For the management of PEL, there is no set standard of care. The most often utilized therapy has been concurrent HAART and CHOP chemotherapy (cyclophosphamide, doxorubicin, vincristine, and prednisone), as it has been in the majority of patients with AIDS-associated lymphomas. However, it is commonly resistant to chemotherapy with a short median persistence of less than 6 months. In HIV positive individuals with PEL, starting HAART has been demonstrated to be a crucial element of effective therapy regimens.⁷⁰ A better prognosis is anticipated with more rigorous chemotherapy, such as dose-adjusted EPOCH (DA-EPOCH; etoposide, prednisone, vincristine, cyclophosphamide, and doxorubicin) and CDE (cyclophosphamide, doxorubicin, etoposide).⁷²

Conclusion

HIV infected people continue to have elevated risk of NHL, even this risk varies substantially by subtype. The primary cause is due to immunodeficiency, this is why oncogenic viral infections like EBV are more associated. The most common AIDS related NHL are DLBCL, BL, PCNSL, PBL, and PEL. From these, DLBCL is the most severe and common type, while PBL and PEL are rare. Various B-cell biomarkers and cytokines were elevated in pre-NHL and NHL in HIV-positive individuals.
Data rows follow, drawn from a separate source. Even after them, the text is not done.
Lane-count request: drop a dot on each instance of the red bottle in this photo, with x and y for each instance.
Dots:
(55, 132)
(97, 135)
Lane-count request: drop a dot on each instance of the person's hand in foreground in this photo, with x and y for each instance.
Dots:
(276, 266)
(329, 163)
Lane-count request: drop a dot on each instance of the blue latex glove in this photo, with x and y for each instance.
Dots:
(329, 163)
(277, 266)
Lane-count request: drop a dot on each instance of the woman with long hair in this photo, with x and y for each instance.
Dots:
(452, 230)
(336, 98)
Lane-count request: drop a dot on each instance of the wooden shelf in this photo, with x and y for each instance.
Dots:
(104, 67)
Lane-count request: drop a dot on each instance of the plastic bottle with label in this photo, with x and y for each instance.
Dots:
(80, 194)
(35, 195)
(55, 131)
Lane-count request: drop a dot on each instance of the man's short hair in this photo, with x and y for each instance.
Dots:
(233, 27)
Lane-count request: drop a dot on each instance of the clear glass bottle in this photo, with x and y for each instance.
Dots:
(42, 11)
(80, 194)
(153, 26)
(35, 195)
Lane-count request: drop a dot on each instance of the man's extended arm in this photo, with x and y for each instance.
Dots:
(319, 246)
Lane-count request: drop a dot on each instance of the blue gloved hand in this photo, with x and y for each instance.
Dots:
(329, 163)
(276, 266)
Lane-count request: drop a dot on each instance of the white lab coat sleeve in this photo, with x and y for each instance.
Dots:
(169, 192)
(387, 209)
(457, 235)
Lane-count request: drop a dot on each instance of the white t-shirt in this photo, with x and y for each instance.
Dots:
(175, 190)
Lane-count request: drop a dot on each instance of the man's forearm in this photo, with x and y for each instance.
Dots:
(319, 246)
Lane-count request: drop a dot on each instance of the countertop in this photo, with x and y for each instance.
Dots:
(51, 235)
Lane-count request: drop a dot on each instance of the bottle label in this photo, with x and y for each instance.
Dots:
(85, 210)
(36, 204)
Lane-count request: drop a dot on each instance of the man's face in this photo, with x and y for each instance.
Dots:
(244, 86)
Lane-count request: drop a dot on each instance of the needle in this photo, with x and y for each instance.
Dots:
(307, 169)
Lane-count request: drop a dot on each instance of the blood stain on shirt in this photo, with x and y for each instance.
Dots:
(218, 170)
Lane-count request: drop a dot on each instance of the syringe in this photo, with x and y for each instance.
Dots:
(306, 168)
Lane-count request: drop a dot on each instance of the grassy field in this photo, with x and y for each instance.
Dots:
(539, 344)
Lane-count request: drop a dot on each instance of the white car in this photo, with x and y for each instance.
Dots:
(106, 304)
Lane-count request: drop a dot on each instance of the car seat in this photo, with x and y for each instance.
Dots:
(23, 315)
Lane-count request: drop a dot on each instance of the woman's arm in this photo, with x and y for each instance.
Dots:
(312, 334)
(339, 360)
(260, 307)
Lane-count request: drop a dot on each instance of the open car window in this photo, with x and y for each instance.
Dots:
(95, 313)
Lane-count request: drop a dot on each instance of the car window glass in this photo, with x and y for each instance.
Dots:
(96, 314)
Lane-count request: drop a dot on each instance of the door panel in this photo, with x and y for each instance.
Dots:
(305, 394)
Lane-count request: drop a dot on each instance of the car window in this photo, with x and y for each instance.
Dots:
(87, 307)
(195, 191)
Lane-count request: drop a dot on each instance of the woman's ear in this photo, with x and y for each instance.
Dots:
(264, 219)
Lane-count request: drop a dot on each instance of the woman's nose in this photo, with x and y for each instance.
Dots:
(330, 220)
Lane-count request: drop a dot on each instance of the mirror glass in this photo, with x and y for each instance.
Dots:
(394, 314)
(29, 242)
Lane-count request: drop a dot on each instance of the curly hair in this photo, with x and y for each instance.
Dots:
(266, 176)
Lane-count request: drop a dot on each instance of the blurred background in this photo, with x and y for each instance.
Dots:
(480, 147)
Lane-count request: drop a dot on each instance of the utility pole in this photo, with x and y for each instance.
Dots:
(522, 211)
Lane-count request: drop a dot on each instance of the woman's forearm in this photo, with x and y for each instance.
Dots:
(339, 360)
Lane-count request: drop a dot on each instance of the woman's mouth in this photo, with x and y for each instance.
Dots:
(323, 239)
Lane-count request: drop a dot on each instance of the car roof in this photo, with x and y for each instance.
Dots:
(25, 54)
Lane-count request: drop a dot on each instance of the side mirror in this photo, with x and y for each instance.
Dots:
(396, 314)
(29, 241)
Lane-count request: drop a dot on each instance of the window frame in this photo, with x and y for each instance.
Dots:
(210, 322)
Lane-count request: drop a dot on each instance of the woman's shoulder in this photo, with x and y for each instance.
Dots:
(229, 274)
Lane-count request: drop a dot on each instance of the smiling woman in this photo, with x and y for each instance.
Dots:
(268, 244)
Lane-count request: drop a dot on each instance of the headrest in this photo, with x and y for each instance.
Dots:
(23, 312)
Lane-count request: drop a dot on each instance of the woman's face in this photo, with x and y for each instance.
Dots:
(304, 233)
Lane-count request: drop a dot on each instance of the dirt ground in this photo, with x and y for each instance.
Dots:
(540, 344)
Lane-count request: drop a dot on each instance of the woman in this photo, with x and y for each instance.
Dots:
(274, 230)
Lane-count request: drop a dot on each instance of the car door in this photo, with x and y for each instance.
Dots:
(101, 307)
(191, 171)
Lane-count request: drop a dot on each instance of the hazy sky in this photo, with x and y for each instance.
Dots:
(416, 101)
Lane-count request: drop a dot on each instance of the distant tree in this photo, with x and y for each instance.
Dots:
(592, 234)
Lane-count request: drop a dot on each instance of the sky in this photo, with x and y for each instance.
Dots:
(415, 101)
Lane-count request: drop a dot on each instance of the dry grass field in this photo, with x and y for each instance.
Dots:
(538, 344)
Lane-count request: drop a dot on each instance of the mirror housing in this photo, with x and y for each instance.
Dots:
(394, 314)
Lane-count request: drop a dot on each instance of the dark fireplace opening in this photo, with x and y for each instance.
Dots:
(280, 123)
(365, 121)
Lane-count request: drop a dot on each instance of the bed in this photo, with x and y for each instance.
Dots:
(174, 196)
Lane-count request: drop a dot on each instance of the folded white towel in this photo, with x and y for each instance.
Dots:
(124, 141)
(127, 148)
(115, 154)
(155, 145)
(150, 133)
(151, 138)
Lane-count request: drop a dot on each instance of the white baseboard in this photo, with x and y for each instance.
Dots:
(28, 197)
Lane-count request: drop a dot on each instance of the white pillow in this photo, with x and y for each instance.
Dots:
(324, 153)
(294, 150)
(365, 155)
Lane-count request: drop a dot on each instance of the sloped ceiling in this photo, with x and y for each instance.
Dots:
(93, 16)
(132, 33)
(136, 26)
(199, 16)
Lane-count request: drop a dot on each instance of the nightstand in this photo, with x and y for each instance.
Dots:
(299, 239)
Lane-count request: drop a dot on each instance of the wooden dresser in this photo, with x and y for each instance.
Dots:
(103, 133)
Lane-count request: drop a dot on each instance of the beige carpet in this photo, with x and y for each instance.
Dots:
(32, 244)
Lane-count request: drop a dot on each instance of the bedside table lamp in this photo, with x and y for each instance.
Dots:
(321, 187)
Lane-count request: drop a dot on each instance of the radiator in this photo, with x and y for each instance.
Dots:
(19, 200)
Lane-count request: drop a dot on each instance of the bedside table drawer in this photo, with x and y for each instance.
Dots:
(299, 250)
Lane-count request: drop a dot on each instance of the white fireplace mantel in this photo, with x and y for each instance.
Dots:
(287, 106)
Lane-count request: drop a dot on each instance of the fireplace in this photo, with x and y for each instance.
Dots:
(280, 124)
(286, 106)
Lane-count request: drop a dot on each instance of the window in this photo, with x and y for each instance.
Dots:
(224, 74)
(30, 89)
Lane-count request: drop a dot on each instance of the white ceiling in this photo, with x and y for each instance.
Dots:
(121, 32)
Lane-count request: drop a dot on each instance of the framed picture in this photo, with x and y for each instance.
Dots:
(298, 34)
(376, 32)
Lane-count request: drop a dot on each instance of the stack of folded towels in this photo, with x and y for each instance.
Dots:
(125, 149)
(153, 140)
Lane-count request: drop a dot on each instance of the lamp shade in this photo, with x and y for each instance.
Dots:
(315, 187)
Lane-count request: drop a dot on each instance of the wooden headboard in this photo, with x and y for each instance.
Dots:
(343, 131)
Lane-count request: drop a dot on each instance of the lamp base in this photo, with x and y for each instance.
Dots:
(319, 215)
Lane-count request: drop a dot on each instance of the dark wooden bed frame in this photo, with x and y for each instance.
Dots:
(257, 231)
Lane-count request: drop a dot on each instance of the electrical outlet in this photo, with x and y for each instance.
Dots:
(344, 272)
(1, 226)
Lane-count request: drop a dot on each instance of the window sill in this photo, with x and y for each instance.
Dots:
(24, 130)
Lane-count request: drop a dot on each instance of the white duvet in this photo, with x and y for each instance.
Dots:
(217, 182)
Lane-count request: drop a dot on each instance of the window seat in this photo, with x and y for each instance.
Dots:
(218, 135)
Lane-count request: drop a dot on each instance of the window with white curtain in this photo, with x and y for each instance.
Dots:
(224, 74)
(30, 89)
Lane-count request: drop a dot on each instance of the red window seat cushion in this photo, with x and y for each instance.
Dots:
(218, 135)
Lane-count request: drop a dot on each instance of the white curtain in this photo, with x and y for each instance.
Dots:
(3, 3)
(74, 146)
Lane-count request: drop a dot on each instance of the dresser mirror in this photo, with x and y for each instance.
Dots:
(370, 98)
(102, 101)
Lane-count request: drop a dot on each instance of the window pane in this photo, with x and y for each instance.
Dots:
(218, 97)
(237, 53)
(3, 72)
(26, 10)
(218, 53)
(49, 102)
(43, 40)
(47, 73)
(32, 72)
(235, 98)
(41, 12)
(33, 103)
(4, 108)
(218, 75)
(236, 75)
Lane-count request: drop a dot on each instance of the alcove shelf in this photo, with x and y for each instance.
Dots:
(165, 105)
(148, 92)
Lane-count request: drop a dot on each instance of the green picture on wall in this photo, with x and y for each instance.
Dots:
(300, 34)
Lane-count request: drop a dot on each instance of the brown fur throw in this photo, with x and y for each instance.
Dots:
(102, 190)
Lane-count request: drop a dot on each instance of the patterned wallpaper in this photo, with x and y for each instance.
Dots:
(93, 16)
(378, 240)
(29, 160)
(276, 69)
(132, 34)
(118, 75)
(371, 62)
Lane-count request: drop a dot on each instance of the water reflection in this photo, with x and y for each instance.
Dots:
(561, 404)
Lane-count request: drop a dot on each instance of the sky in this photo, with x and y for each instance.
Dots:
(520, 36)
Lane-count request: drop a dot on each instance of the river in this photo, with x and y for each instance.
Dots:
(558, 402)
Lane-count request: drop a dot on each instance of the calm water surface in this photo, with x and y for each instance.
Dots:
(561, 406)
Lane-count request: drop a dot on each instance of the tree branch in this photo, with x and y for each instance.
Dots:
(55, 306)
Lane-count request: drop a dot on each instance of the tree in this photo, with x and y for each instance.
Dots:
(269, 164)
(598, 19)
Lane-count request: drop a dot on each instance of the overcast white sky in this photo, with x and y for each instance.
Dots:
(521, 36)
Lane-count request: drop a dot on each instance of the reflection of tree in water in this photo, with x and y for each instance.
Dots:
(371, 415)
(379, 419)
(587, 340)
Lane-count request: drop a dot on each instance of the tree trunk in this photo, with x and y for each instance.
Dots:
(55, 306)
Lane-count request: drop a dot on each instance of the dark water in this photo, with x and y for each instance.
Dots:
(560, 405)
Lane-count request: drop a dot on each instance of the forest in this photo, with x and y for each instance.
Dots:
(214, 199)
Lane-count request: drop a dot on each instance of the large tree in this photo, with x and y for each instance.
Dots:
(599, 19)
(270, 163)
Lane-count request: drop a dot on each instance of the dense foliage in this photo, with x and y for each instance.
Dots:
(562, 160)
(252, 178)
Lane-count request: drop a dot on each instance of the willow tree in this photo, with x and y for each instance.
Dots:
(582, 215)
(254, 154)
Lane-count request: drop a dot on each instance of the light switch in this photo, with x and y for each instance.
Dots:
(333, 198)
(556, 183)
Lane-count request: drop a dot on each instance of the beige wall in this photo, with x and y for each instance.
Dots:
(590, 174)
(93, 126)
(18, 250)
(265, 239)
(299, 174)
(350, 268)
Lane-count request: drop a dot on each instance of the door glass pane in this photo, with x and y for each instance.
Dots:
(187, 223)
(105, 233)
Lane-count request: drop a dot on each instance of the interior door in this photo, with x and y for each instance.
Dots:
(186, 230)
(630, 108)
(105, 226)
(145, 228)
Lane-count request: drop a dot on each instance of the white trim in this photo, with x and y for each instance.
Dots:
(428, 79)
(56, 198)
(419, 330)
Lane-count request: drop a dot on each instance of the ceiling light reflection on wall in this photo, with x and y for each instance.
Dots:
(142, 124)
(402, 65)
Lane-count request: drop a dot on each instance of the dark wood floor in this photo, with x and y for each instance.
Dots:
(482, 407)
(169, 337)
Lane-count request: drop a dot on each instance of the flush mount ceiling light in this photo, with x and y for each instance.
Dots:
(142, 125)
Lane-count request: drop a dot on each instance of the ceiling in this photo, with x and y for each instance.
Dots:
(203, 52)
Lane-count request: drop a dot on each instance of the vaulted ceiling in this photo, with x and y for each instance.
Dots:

The pathogenesis is associated with chromosomal abnormalities that deregulate the expression of various oncogenes by viral particles and cytokines in different ways. However, the role of these viral particles and cytokines on pathogenesis is not clearly stated, so further study should be conducted to know the specific role of those viral particles and cytokines. Because NHL are worse in HIV positive patients, special concerns like early screening, diagnosis, and treatment should be taken to prevent further complications.

Abbreviations

ABC, Activated B Cell; AICDA, Activation-Induced Cytidine Deaminase; AIDS, Acquired Immunodeficiency Syndrome; BCL, B Cell Lymphoma; CD, Cluster of Differentiation; CNS, Central Nervous System; CSR, Class-Switch Recombination; DLBCL, Diffuse Large B-Cell Lymphoma; DNA, Deoxyribonucleic Acid; EBV, Epstein-Barr Virus; GCB, Germinal Center B Cell; Gp120, Glycoprotein 120; HAART, Highly Active Anti-Retroviral Therapy; HHV-8, Human Herpes Virus-8; HIV, Human Immunodeficiency Virus; HL, Hodgkin Lymphoma; Ig, Immunoglobulin; LMP, Latent Membrane Protein; NHL Non Hodgkin Lymphoma; Nef, Negative Regulatory Factor, PBL Plasmablastic Lymphoma; PCNSL, Primary Central Nervous System Lymphoma; SHM, Somatic Hypermutation.

Disclosure

The authors report no conflicts of interest in this work.